Active noise cancelling technology hasn’t really been something you find in full-size wireless headphones, but French innovators Parrot hope to change that with a new pair of cans aimed at cutting the background noise out of any situation.
“Innovation is at the heard of everything we do,” said Parrot Australia’s Managing Director, Chris Roberts. “The consumer shouldn’t have to have a product that’s exactly the same as the person sitting next to them.”
The specs on here are certainly impressive, but how the headphones aim to use it is also interesting.
Parrot’s patented noise cancellation technology takes advantage of five microphones – three on the outside of the cans, one on the inside of each can – to silence up to 25dB of ambient noise or the drone of engines. Digital Signal Processing aims to improve what’s on offer with an iOS and Android app that can make the headphones emulate the sound of a concert hall, pushing the musical soundscape in front of you if desired.

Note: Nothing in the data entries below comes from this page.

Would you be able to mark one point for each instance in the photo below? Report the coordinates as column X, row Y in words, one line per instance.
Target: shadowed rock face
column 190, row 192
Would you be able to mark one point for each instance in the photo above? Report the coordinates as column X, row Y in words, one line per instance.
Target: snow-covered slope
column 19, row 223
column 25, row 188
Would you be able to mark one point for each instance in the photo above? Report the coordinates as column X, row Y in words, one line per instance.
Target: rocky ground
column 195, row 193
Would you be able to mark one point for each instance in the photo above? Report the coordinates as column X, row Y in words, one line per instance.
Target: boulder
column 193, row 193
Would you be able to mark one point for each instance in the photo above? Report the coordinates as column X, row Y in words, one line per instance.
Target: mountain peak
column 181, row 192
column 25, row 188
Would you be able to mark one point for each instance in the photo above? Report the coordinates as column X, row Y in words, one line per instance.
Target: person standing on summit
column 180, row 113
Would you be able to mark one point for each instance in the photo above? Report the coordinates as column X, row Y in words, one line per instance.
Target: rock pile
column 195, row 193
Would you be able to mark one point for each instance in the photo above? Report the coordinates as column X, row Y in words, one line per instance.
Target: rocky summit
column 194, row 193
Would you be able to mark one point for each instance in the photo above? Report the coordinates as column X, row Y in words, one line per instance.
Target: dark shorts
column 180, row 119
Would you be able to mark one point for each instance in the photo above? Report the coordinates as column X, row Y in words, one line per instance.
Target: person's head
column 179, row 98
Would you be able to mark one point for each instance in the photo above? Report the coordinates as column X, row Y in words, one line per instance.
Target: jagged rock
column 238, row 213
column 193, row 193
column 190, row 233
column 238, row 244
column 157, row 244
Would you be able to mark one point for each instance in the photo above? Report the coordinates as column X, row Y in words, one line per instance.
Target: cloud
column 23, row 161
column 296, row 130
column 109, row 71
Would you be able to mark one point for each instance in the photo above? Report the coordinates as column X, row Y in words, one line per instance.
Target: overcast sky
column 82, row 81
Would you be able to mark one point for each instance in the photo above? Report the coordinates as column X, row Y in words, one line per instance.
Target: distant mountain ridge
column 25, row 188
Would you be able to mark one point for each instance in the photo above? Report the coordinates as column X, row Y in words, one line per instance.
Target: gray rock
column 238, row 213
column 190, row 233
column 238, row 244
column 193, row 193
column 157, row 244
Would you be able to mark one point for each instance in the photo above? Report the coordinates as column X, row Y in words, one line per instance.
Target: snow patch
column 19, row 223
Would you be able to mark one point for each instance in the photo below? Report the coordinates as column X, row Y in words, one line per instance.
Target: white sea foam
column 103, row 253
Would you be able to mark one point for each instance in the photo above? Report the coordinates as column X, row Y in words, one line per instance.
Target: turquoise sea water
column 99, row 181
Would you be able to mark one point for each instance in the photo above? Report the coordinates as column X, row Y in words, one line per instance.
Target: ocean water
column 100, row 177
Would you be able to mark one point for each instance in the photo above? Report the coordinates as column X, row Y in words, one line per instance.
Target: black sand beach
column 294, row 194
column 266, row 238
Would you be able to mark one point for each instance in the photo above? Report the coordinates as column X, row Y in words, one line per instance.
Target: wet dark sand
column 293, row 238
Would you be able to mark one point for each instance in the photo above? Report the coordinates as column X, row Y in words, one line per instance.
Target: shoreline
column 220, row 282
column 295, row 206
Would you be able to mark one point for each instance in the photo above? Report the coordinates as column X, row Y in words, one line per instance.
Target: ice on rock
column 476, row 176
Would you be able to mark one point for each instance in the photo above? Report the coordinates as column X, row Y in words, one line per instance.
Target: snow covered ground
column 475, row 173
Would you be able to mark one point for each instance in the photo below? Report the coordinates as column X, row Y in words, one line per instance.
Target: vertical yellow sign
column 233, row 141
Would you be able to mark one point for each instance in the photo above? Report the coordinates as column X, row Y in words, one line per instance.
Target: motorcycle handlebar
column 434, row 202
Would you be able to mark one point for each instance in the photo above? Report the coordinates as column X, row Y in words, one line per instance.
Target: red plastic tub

Wireless is the name of the game with this tech, with Bluetooth used and NFC for pairing (if your device supports it), but there is a 3.5mm headset cable if you prefer to plug directly in.
Controlling the headphone is handled through a capacitive panel on the right headphone, where you can change volume by swiping up and down, or change track by swiping left and right.
There’s also bone conduction technology in there for analysing jawbone vibrations when talking on the phone and improving the volume of what you’re saying, as well as a head sensor which can switch the headphones to standby if you pull them off and sit them around your neck, allowing you to talk on the phone with the handset to your ear.
“Why should you have a product full of technology with poor design?” Mr. Roberts said this week at the Parrot Zik launch. “We wanted to create multimedia products that became timeless.”
To accomplish this, Parrot teamed up with world-renowned French designer Philippe Starck, the same person responsible for Parrot’s Zikmu speakers released last year.
“Sound, and consequently music, are just a search of one’s own world,” said Philippe Starck. “The more the sound is close to you, the more you’ll like the music and feel comfortable. The headphones are perfectly balanced and almost seem fused, looking like a mere extension of the human body and all its needs.”